Victor Stenger, Ph.D., physics, best-selling author
.......modern cosmology suggests that the universe was not created, that it is eternal in time.
I do not know of a single working cosmologist today who says the universe began with a singularity.
Some Christian authors and debaters also refer to other more recent calculations claiming these require the universe to have a beginning. To give the shortest possible rebuttal, I will just quote the Cal Tech cosmologist
Sean Carroll, who wrote me in an email: "No result derived on the basis of classical general relativity can be used to derive anything truly fundamental, since classical general relativity isn't right. You need to quantize gravity."

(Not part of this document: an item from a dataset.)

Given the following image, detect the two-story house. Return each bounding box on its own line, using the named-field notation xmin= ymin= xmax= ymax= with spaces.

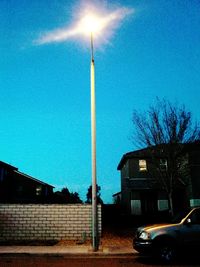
xmin=0 ymin=161 xmax=54 ymax=203
xmin=117 ymin=144 xmax=200 ymax=215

So the universe need not have had a beginning. But let's suppose for a moment that it did. That fact alone would not prove it was purposefully created. Another premise must be made to show that. The assumption must be added that everything that begins has a cause. Once again, this ignores quantum mechanics, where events commonly occur without cause. This is the case for the atomic transitions that give us light and the nuclear decays that give us nuclear radiation. They all happen spontaneously, without cause. In short, all attempts to prove that the universe had to have a beginning caused by God fail on several fronts.
The third creationist argument called the
anthropic cosmological principle, made by a whole army of Christian theologians and authors, is that the universe is fine-tuned for life, in particular, human life. Here the story is even more complicated because several notable physicists think such fine-tuning does exist, although they attribute it to natural causes rather than a creator God. I identify with an opposition group of physicists who see no need to invoke the anthropic principle at all. We can offer natural explanations for all the values of all parameters claimed to be fine-tuned (see
The Fallacy of Fine-Tuning, in press).